Monday, July 1, 2013

American Phoenix: John Quincy and Louisa Adams, the War of 1812, and the Exile that Saved American Independence by Jane Hampton Cook

ISBN: 9781595555410
Hardcover $26.99
Review: The War of 1812 has often been regarded a forgotten war, or even worse, an unnecessary war.  In her well written book, “American Phoenix”, not only does Jane Hampton Cook debunk those theories, in the process she opens the reader’s mind to a side of two of the most influential people of that generation, John Quincy Adams and his wife, Louisa.

Written in an intriguing combination of an historical biography and novel, this work reveals the romantic connection that existed, not only between the Adams’ but also between Louisa Adams and her affinity for Russia, developed during the time she spent there while her husband served  as the first diplomat sent from the fledgling United States to St. Petersburg.   Cook successfully explores through letters and diary entries the loving and warm relationship that existed between the strong and vivacious Louisa and her reserved New England born husband.
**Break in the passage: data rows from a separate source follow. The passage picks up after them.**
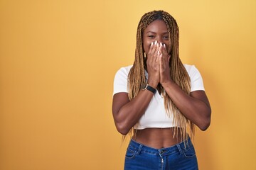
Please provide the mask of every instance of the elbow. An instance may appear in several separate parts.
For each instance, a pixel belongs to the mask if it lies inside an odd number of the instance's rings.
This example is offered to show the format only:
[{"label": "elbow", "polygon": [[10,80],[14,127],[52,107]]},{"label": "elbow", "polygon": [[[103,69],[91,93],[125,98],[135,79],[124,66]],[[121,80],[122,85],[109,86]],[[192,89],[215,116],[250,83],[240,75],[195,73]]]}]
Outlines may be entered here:
[{"label": "elbow", "polygon": [[198,125],[198,128],[202,131],[206,131],[210,125],[210,110],[207,115],[203,119],[201,123]]},{"label": "elbow", "polygon": [[117,131],[122,135],[127,135],[130,130],[127,128],[124,123],[116,123],[116,128]]},{"label": "elbow", "polygon": [[202,123],[199,127],[200,130],[202,131],[206,131],[210,126],[210,120],[206,121],[205,123]]}]

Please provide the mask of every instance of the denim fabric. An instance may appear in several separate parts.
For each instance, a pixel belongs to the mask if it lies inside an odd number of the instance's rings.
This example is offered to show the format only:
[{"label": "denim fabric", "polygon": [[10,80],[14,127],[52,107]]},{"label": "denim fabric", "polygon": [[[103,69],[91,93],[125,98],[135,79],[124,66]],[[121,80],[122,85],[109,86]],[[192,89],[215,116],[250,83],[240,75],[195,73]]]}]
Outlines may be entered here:
[{"label": "denim fabric", "polygon": [[[186,144],[186,147],[185,147]],[[190,140],[171,147],[154,149],[131,140],[125,155],[124,170],[198,169]]]}]

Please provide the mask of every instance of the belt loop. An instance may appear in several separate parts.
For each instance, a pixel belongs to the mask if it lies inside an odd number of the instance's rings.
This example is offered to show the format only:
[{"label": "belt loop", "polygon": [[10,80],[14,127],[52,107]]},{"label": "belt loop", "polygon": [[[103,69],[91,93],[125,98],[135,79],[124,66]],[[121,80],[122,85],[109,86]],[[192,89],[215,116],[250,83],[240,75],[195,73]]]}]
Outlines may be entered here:
[{"label": "belt loop", "polygon": [[143,147],[142,144],[139,144],[138,151],[137,152],[137,154],[140,154],[140,152],[141,152],[141,151],[142,151],[142,147]]},{"label": "belt loop", "polygon": [[177,147],[178,147],[178,149],[180,154],[183,154],[183,152],[182,152],[182,149],[181,149],[180,144],[177,144],[176,146],[177,146]]}]

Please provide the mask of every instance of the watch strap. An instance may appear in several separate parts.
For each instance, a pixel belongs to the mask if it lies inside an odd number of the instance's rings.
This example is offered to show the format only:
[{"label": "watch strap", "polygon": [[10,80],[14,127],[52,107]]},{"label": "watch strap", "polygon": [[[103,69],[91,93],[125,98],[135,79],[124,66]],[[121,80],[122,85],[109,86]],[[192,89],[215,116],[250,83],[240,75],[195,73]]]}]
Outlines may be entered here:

More importantly, the reader is brought to see the vital importance the War of 1812 played in the establishment of the United States as a new and growing nation, capable of playing on the world stage.  Rising from the national ashes after the invasion of the British and the burning of much of the nation’s capital, the American republic, struggling to survive its infant years,  is seen more as the mythical Phoenix rising from the ashes of the funeral pyre.  Windows are opened so that the reader can see how John Quincy Adams, son of the second president of the United States, rose from the political ash heap to play the lead role in bringing about the Treaty of Ghent, which not only brought permanent peace with Great Britain, but also opened various avenues of commercial trade, key to the future success of the United States.  The capability of the younger Adams as a diplomat is on full display as he deftly and successfully works to maintain the delicate balance between the three world powers of the day, pre-Soviet Russia,  Napoleon’s France, and Great Britain.

In the end Cook allows us to see the devotion of Louisa Adams to a husband she spent many months and even years separated from as he worked tirelessly to serve the nation he loved so dearly.  Finally, we see the faith of both John and Louisa, a faith that carried them through the dark periods of life, including their lengthy separations and the deaths of two of their children. 

This is a well written and touching account of the most pivotal point in U.S. history and the involvement of two of its most influential citizen patriots. (Reviewed by Dr. Robert Hodges)

DISCLOSURE: A complimentary copy of American Phoenix by Jane Hampton Cook was provided by BookSneeze to facilitate our honest review on behalf of the publisher, Thomas Nelson. No compensation was provided for this review. Opinions expressed are solely those of the reviewer.